I have spent some time looking around the popular virtual world platform Second Life. In a virtual world, you assign yourself an avatar (basically a cartoon character representing you) and walk around this large simulated space and interact with other avatars and objects. There is a fun and coolness factor to it all. There are museums to explore, historical location recreations, science fiction universes and dance floors. Lots of dance floors. But what really intrigues me is the very presence in Second Life of large Fortune 500 companies like IBM and Cisco. What are they up to there?

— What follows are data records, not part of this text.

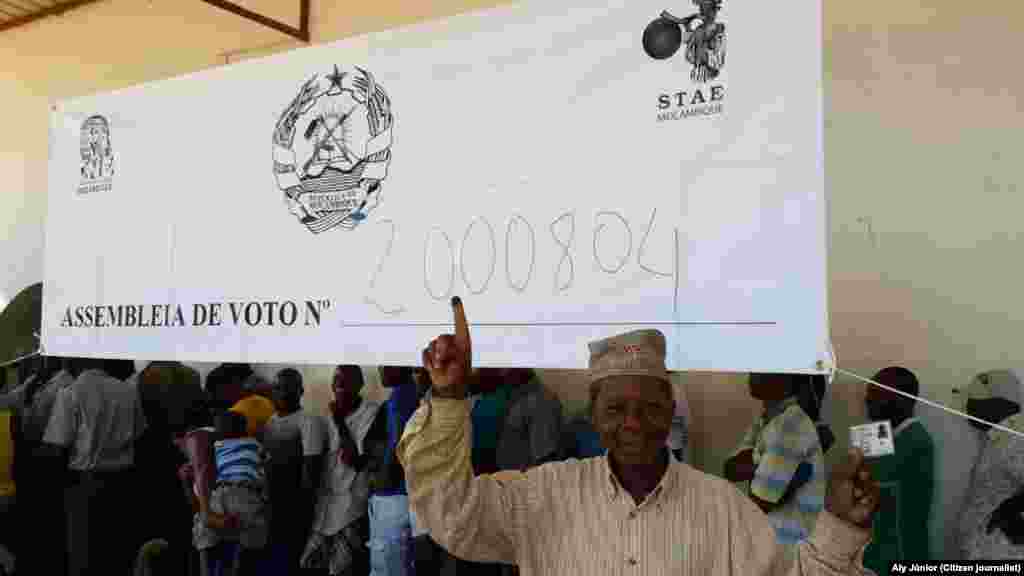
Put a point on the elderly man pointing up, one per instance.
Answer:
(633, 511)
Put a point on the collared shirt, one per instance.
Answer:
(573, 518)
(784, 438)
(98, 418)
(38, 418)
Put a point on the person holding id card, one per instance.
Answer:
(905, 470)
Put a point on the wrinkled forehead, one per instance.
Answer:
(647, 388)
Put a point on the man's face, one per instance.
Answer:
(284, 395)
(344, 388)
(633, 416)
(709, 9)
(878, 401)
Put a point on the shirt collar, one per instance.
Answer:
(668, 483)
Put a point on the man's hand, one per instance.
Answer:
(449, 358)
(853, 495)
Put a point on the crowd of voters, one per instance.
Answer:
(466, 470)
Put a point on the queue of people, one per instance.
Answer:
(475, 471)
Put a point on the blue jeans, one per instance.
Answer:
(390, 536)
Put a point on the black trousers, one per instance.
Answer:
(99, 516)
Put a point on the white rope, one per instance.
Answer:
(20, 359)
(929, 403)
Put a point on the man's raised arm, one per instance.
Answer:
(477, 519)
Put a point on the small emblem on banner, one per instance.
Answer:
(332, 149)
(702, 34)
(97, 156)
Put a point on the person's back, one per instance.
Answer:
(785, 442)
(238, 503)
(905, 479)
(109, 419)
(779, 462)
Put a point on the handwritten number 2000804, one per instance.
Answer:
(518, 230)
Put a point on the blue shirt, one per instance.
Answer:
(239, 459)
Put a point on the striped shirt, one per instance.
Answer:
(239, 459)
(782, 440)
(573, 518)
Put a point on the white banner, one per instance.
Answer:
(570, 168)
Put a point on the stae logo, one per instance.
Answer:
(702, 34)
(332, 149)
(704, 37)
(97, 156)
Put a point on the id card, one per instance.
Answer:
(873, 440)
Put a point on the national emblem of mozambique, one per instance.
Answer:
(332, 148)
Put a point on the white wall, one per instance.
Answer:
(923, 165)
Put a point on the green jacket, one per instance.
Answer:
(901, 529)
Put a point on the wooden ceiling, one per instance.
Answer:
(19, 12)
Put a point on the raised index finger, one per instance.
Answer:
(462, 338)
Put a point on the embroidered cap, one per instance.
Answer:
(635, 354)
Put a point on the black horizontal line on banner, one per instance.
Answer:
(543, 324)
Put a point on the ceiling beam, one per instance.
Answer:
(301, 33)
(53, 10)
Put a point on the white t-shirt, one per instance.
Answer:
(98, 418)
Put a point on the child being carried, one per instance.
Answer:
(237, 520)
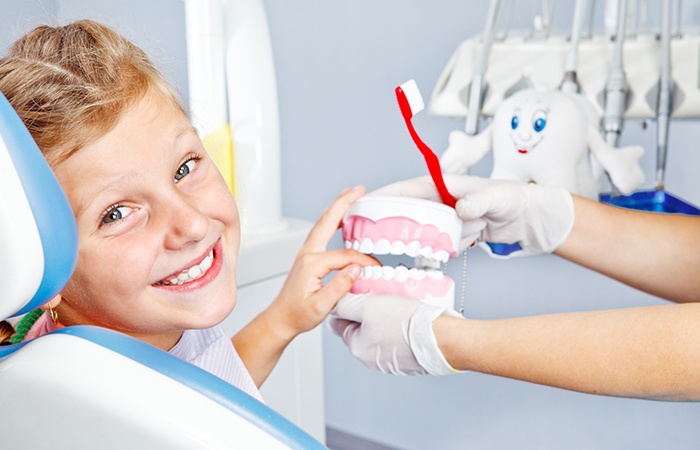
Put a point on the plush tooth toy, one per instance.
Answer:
(550, 138)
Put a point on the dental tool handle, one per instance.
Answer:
(476, 93)
(570, 82)
(663, 113)
(430, 157)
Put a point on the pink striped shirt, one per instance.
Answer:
(209, 349)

I spoke to some people experiencing and supporting those companies’ Second Life presence in impromptu discussions “in world” (as they say). The conversations often left me with more questions than answers.  While the Second Life experience promises a high degree of interaction, it comes at a significant cost.  A user needs to become conversant in the use of the proprietary viewer (a special-purpose browser to connect you with the virtual world), the methods for creation, manipulation and animation of  objects and the utilization of the on-line chat facility or its voice-based interaction mechanism.  The primary question is: given all of these costs and barriers to adoption, what is the benefit of this experience over say, WebEx (which Cisco actually owns) or Telepresence (which Cisco also heavily promotes) or even a standard teleconference?  The common answer was either that Second Life was “cool” or “fun” – just what I experienced.  But is that enough?  Does that constitute “the killer app” for virtual worlds? It’s “cool” and “fun”?

There are also, however, some intangibles. People hiding behind their personal (and anonymous) avatars tend to be a little bolder. They tend to speak more openly and honestly. That can allow for more compelling and fruitful interactions and in collaborative circumstances result in better outcomes and solutions developed. Some studies have even shown that this boldness is transferrable to real life. So maybe, these companies are engaging in a little social cognitive therapy for those legions of techies they employ expecting to elicit better human interaction as a result. And that makes it all worthwhile.